奇跡的に勝てたって事にして今日の練習を終わった。



「今のは身体強化か?詠唱もなかったように見えたが」


「そうね一瞬、アムシャの足が光ったように見えたわ。強化というより超化ね」


屋敷の窓から兄のブラフマーと姉のヴィシュヌが見ていた。


「面白いものが見れたわね。弟の成長が楽しみだわ」


「無詠唱であの魔法。剣の腕も良いし、一度手合わせ願いたいな」


二人は本当に楽しそうにその場を後にした。



その日の夕食のとき、僕たち4人の子供の前でお父様が言った。


「さて、ブラフマーお前ももうすぐ10歳だ。教会で精魂式をしなければならない

貴族である以上、必須だ」


「はいお父様、心得ております」


「精魂式というのは10歳の誕生日に教会で身を清め、精神に新しく魔法魂を刻んでもらうことをいうのよ、その時、魔法適正も解るの。
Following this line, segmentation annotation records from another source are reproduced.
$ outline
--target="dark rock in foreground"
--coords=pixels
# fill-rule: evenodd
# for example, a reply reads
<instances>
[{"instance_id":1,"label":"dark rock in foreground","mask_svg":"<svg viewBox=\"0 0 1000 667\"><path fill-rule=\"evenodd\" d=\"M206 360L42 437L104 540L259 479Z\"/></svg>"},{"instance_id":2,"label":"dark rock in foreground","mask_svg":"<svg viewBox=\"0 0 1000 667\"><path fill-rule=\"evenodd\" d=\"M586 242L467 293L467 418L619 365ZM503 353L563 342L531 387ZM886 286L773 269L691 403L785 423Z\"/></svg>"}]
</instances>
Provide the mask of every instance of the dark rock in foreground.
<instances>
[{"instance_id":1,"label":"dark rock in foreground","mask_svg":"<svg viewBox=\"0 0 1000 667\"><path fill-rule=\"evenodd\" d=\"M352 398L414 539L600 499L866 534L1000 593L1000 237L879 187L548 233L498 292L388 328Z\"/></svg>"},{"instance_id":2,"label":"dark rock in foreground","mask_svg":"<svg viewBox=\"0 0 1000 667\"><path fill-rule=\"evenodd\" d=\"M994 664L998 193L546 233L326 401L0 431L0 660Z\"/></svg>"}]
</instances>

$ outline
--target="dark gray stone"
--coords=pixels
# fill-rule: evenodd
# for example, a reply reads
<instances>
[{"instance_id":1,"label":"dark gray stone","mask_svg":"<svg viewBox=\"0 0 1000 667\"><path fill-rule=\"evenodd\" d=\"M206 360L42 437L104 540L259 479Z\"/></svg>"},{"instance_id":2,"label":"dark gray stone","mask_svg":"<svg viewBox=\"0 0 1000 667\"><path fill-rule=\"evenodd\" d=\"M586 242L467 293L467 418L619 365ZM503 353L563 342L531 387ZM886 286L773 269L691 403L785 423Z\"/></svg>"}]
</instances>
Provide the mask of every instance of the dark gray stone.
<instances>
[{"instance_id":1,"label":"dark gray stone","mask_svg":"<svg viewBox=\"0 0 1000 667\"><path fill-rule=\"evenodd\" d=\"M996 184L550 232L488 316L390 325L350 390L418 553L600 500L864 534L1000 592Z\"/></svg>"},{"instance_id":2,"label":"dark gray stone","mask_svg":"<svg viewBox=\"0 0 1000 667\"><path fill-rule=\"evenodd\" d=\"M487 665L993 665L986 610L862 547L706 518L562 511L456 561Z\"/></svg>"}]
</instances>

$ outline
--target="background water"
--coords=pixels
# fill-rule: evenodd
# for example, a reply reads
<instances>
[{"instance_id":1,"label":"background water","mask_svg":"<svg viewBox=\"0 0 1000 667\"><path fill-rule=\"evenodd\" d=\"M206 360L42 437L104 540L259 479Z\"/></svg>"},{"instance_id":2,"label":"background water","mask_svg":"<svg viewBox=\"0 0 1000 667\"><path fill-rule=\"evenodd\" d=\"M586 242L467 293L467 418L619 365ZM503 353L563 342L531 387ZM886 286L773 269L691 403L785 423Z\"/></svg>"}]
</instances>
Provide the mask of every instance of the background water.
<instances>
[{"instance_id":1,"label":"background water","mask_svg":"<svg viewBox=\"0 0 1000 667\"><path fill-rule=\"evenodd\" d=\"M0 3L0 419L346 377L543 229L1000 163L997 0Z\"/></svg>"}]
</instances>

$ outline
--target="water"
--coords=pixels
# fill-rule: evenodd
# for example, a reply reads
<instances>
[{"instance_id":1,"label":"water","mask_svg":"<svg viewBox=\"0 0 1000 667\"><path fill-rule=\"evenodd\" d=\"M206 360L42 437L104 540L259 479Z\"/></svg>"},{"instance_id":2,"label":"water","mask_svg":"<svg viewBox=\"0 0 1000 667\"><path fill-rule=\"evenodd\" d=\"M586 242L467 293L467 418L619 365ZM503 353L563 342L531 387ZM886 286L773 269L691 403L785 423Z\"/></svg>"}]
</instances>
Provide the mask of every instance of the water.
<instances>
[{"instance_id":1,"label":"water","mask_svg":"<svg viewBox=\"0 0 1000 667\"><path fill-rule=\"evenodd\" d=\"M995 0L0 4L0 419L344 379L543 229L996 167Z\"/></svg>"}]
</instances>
あなたたち3人もいずれ精魂式をすることになるわ」


不思議そうにしていた僕と妹にフシャエータ母様が説明してくれた。


この世界の魔法は基本、火、水、風、土、光、闇、聖の7属性、

あと上位属性として氷、雷、精霊、暗黒、時空の5属性がある。


現在確認されているのは12属性ということになっている。


僕は、基本の7属性と上位属性の5属性は使えることを確認した。


上位属性の精霊魔法の使役精霊は‟全能の精霊”アーシラトという。


多分、僕は‟全能の精霊”アーシラトのおかげで全属性が使えるのだと思う。


無詠唱も‟全能の精霊”アーシラトのおかげかもと最近は思い始めてる。


‟全能の精霊”アーシラトは僕の『魔法の師匠で魔法の鍵』だと考えている。





いよいよ、兄の10歳の誕生日、教会での精魂式の日。


僕たち兄弟の父、フラウミルヒ公爵ことジャブダル・ジユニ・フラウミルヒと

母のフシャエータ、僕達兄弟は公爵領の大教会に来ていた。


公爵家の子息の精魂式という事で、王都から大神官様が来てくれていた。


精魂の間で僕たちは大神官アペイロン様の登場を待っていた。


兄様とお父様は精魂式の為、少し離れた神座のほうに行っていた。




「兄様はどんな魔法に好かれているのかしら?」


妹のハルワタートは退屈してきて母様に兄の魔法について聞いた。


「兄様は火の神様に好かれているから火の魔法かしらね」


「んっ、……兄様ってアムシャ兄様だけど」


「今日はブラフマー兄様の精魂式だからアムシャは関係ないですよ」


「アムシャ兄様も魔法に好かれてますよ。この前も魔法使ってたもの」


「えっ……!!」ハルワタートの爆弾発言にお母様が固まった。



復活したお母様に「アムシャはどんな魔法を使ってたのかしらハルワタート」


笑顔だが目が笑ってない状態のお母様がハルに聞いた。


「私も見ましたよ。剣の練習の時に身体強化の魔法を使ってましたよ」


姉のヴィシュヌがそう言うとハルワタートは嬉しそうに


「私が見たのは綺麗な精霊様がお兄様とお話してたよ。見たこともないほど

綺麗な精霊様でした。また見たいです」


「精霊魔法ですか。アムシャはどんな精霊様と契約したの?ハルワタートが見えるくらい強力な精霊ってことよね。精霊様が顕現するくらい強力な魔力ってことよね」


姉の言った身体強化の魔法より上位属性の精霊魔法のほうに興味を持った。


お母様が僕に質問してきたが同時に大神官様が精魂の間に入ってきた。